Deep-sea recovery specialist Odyssey Marine Exploration is continuing its efforts to salvage 240 tons of silver bullion from the sliced open hull of the 412-foot S.S. Gairsoppa, a British merchant steamship that was sunk by Nazi U-boat torpedoes on February 17, 1941. The exact location of the wreck had been a mystery until 2011, when it was discovered about about 300 miles southwest of Galway, Ireland.
The ship descended to its watery grave within 20 minutes of being hit, and has rested three miles beneath the surface in the North Atlantic Ocean ever since. Recent technological breakthroughs in deep-water salvage had made the recovery project viable.
“Our capacity to conduct precision cuts and successfully complete the surgical removal of bullion from secure areas on the ship demonstrates our capabilities to undertake complicated tasks in the very deep ocean," stated Greg Stemm, Odyssey chief executive officer.
The vessel's silver is the heaviest and deepest precious-metal cargo ever retrieved from a shipwreck, according to Odyssey.
Startling images from the early retrieval efforts, which started in May 2012 and will continue through October, revealed row after row of immaculate silver bricks stacked neatly as if time had stood still for 71 years. In July, Odyssey had announced that 48 tons of silver (1,203 silver bars) had been pulled from the ship using sophisticated robotics.
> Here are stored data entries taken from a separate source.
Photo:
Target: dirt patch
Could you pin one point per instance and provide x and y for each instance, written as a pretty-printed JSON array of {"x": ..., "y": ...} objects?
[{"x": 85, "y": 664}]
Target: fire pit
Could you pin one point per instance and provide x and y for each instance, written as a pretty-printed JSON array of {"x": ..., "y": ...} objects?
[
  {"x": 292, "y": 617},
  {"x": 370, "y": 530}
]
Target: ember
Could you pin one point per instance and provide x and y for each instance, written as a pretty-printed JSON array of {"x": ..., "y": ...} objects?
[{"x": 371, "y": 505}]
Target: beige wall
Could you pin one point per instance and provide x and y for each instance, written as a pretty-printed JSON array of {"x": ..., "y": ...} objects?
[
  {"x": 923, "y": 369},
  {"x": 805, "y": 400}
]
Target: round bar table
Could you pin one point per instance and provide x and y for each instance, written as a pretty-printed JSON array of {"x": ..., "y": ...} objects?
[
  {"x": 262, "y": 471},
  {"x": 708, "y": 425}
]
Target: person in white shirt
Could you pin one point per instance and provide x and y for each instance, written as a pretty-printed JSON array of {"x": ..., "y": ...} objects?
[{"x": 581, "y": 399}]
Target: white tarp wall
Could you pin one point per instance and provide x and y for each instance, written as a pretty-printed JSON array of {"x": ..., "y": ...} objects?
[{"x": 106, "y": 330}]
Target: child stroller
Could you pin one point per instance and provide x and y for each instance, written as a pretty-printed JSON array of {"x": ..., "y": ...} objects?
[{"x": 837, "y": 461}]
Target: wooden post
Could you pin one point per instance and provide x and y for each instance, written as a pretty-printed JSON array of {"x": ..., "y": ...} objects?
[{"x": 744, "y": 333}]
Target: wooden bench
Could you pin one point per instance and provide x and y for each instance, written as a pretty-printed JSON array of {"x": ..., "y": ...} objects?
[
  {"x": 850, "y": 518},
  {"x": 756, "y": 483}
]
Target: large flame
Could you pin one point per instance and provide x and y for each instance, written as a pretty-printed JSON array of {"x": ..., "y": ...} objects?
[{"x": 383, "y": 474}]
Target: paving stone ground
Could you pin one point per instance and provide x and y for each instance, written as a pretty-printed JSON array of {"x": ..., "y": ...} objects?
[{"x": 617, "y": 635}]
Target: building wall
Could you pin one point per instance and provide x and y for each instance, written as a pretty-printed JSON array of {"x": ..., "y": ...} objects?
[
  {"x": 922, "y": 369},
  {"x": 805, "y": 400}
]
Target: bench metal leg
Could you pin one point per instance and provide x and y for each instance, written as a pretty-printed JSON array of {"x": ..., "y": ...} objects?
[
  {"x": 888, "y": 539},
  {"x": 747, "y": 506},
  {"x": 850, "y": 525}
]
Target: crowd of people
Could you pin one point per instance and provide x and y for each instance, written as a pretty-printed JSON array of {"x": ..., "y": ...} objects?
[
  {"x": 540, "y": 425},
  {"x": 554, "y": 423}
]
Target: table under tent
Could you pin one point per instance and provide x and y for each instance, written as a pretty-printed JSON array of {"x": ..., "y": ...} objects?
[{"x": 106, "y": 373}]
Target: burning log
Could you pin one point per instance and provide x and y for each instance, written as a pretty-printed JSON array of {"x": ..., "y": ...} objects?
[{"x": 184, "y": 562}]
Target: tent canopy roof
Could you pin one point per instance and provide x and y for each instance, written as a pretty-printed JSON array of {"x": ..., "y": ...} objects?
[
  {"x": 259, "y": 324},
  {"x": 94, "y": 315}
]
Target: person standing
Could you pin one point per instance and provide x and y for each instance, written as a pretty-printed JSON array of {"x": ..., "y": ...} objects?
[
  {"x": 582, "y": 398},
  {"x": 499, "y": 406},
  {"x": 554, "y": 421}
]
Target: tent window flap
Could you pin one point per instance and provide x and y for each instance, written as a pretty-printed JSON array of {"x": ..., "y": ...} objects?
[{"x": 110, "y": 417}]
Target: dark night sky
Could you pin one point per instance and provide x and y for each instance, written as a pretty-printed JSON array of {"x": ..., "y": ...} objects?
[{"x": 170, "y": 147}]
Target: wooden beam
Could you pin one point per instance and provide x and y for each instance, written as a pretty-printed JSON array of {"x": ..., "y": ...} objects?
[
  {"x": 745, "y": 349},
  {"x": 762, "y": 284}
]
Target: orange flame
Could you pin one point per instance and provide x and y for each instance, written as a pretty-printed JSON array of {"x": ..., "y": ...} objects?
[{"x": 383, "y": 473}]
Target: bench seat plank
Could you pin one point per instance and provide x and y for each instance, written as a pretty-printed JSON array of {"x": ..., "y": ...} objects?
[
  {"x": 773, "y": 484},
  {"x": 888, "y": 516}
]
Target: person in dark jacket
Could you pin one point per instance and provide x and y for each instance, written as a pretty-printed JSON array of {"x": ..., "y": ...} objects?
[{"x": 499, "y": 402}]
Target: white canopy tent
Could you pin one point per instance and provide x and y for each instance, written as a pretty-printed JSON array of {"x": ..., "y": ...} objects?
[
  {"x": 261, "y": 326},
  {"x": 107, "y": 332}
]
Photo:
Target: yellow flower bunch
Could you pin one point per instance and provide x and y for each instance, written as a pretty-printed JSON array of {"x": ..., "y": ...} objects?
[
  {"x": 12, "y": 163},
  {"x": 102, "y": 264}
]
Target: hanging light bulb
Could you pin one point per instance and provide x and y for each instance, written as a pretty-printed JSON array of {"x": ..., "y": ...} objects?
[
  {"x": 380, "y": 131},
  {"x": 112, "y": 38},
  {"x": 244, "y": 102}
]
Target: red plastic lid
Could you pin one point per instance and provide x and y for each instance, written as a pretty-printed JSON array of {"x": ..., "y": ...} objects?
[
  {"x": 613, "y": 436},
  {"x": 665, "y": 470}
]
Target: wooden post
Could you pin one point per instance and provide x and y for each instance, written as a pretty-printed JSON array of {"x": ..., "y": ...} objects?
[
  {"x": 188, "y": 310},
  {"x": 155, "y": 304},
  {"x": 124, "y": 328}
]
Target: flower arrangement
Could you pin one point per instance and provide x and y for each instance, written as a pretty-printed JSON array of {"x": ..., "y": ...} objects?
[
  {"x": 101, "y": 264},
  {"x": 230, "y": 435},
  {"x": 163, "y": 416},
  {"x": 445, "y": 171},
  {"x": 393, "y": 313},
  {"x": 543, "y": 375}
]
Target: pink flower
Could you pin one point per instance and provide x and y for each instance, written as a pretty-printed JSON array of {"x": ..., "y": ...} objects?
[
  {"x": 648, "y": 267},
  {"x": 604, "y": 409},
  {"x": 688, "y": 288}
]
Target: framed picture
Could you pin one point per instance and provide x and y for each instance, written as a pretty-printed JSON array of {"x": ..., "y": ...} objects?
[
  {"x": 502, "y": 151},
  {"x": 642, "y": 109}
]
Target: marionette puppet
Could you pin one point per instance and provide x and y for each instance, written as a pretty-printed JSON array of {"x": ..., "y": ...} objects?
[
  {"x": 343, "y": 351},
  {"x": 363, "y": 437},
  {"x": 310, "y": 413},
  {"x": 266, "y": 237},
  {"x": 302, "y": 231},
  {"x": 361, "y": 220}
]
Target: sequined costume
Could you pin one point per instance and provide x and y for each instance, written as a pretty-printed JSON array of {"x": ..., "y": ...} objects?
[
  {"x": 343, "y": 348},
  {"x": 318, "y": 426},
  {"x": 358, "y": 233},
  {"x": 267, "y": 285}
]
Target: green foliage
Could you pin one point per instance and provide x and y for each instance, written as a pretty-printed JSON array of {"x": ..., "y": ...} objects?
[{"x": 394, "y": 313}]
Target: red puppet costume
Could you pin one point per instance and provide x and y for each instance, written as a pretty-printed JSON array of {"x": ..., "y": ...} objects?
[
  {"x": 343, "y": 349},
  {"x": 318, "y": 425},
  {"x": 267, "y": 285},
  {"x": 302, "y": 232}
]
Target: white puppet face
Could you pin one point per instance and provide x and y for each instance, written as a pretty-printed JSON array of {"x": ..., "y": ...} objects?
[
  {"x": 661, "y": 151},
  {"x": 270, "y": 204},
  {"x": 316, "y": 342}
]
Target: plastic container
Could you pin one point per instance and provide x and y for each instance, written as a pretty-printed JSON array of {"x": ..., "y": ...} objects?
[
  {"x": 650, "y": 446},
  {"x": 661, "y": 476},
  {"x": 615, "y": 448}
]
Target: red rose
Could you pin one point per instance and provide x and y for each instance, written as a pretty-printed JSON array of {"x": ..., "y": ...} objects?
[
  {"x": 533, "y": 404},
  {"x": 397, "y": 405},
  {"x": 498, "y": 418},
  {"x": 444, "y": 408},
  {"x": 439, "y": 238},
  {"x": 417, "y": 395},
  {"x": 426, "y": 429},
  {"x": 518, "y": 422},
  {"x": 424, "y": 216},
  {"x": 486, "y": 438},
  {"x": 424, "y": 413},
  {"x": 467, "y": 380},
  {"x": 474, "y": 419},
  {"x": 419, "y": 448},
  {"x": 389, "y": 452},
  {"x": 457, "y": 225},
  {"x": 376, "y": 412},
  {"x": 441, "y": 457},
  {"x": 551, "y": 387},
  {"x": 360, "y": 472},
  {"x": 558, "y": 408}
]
Because the Gairsoppa was a British merchant ship, the recovery project is being conducted under contract with the United Kingdom Department for Transport. Odyssey will retain 80% of the value of the Gairsoppa silver cargo after recovering its expenses.
According to Odyssey, during the WWII, the U.K. government insured privately owned cargo under its War Risk Insurance program. After making an insurance payment of approximately £325,000 (1941 value) to the owners of the silver cargo lost aboard the Gairsoppa, the U.K. government became the owners of the insured cargo. There may have been additional government-owned silver cargo aboard that would have been self-insured.